Well, it’s summer and summertime living is easy for us southern girls. ha! Somer time is ‘a leavin’.

Summertime for me has often been a time of remission from the “mentals” (usually, not always); the only brief remissions I recall. And this summer seems to be no different, despite the burdensome circumstances. I have been getting relatively “better” since July.

****

I also recall many melancholy summers in my childhood. I was a melancholy child even before the suicidals hit. Oh I do.  Child melancholy. Adolescent melancholy. Adult melancholy. It just gets worse. It’s just another bucket filling in the well.

Oh summertime though. Weren’t childhood summers the best? If I recall clearly, even my childhood melancholy summers where better than my remission adolescent and adult summers.

Summertime is  ‘a here y’all. Don’t you cry girl. Don’t you cry. Remember you’re the “mean challenger,” the “brave girl” who never cries.

Yet I’m crying now.

Oh I have so many stories about what this song means to me. So here’s just one of the many….

********

Once Upon a Summertime

I became extremely close to a dirty-blond haired girl way back in 2003-2004. She had big eyes like mine, only hers were green–mine are brown. And she had gorgeous big, pursed lips. It got to a point where I had an intense crush on her. I’m still not sure why.

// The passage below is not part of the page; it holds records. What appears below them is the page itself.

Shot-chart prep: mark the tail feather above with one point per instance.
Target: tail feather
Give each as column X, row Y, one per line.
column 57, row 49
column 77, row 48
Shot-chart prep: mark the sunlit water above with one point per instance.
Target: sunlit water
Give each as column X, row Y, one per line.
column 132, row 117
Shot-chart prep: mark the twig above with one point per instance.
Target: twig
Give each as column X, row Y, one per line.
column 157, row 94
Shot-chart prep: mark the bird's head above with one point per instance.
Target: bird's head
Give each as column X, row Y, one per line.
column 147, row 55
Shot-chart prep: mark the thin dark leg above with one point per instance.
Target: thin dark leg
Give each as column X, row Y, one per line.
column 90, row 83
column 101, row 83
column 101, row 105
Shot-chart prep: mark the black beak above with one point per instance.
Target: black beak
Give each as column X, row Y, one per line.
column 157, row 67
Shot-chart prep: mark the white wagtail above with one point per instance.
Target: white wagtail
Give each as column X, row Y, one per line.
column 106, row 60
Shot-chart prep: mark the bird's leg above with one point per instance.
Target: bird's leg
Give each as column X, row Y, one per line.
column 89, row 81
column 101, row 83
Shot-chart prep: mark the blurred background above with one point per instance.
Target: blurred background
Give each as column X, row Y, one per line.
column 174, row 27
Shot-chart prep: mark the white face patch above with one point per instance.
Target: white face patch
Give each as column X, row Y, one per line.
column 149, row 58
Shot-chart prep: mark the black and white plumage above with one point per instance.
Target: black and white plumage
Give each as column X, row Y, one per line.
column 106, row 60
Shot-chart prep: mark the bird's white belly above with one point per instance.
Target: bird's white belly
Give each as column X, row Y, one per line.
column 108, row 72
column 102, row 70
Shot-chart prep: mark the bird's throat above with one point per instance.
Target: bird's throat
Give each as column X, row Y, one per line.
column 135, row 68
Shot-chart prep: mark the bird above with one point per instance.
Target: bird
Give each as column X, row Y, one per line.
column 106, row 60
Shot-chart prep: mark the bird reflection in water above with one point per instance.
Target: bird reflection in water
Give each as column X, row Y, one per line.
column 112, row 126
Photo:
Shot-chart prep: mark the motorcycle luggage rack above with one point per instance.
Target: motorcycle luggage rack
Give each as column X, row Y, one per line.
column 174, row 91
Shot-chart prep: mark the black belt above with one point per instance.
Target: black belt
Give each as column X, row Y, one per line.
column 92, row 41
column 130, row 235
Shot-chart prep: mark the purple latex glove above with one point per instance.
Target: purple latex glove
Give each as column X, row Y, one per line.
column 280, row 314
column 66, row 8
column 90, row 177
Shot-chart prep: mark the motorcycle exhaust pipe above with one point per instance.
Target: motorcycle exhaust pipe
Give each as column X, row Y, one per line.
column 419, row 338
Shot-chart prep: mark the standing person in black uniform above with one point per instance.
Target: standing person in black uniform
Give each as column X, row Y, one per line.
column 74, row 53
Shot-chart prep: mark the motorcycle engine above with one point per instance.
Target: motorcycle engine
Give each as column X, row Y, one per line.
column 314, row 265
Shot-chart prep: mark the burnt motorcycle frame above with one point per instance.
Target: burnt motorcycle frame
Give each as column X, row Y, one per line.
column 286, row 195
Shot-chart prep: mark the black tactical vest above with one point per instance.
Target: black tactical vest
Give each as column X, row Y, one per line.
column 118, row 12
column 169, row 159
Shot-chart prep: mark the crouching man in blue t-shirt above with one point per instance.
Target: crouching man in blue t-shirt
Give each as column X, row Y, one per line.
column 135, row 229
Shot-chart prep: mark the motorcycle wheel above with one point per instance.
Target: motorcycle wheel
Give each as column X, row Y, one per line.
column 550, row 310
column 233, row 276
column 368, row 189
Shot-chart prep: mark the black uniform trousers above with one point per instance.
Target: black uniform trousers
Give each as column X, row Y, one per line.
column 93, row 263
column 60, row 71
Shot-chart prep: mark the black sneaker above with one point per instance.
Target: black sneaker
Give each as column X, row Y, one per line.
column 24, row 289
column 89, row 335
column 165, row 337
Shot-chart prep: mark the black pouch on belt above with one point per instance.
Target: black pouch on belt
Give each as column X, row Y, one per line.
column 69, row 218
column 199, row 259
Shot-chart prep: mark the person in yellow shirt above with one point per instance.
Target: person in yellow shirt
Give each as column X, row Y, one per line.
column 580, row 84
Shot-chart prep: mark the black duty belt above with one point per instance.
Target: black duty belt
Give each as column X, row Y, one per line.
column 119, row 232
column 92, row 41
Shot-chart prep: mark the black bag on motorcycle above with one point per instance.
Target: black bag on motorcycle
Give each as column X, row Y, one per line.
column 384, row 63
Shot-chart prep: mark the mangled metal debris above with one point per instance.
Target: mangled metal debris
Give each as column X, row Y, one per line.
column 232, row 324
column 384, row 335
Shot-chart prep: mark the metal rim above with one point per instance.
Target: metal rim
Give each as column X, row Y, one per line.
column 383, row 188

Back then, I was involved in this organization called the International Order of the Rainbow for Girls and used to joke that they were a cult of lesbians–I wish they were because at least then I wouldn’t have to wear white dresses and do stupid rituals for Jesus. No offense to Jesus. I’m sure he was a cool dude. I’d have kicked it with him, but I doubt he enjoys all that adoration.

This organization was VERY religious and very strict. I caught hell for wearing a brow and nose ring. Anyway, that’s were I met this wonderful girl. The day I met her, we laughed at the rituals and the white dresses.

Don’t get scared; they didn’t harm me. Well, they did once when we went to Corpus Cristi but that’s another post altogether. This Rainbow for Girls thing was more like a cult of Mason’s Christian daughters who claimed to do charity work (the reason I’d joined was because I wanted to do charity work), but instead of doing charity, they only bickered. Anyway, me and this girl (I’ll call her Emma) connected because we both felt out-of-place there. We were both outsiders.

Emma was a wild one, a  free-thinker like me. We had one of those intense connections that immediately sparked! And one summer, we had a road trip with the other Rainbow Girls, the not-so-free-thinker-ones. In the car, Emma and I jammed to Joplin. Me and her, her and me. We laughed a lot that girl Emma and I.

This girl, Emma, knew ALL ABOUT Janis Joplin. I mean, if you know anything about Janis Joplin, you know that she was from Texas. You’d know she was born in January 19, 1943 and began writing plays in the first grade (oh how I’ve always had a thing for most Aquarians I’ve met). You’d also know that she went to Lamar State College for a stretch between gigs before becoming famous. And since you’d know she grew up in Texas and that Lamar State College is where she went for a while; you’d know Lamar State College is also in Port Arthur, Texas, not too far from Houston where I grew up.

Yep, you’d know, you’d know how inadequate she must’a felt there. You’d know that in high school, she’d earned the name “pig” for being pudgy and “nigger lover” for her “tolerance” and love of blacks and her hate of racism–which she witnessed a lot of in Port Arthur and at Lamar, I’m sure. You’d know that that’s why she often left to live with her aunt in Venice Beach, California.

Surely, you’d know this, but even so, you wouldn’t know all the things this girl Emma knew. Emma and I felt her PAIN. This girl was a DEDICATED Joplin fan–must be still. I became a hardcore dedicated fan thanks to Emma.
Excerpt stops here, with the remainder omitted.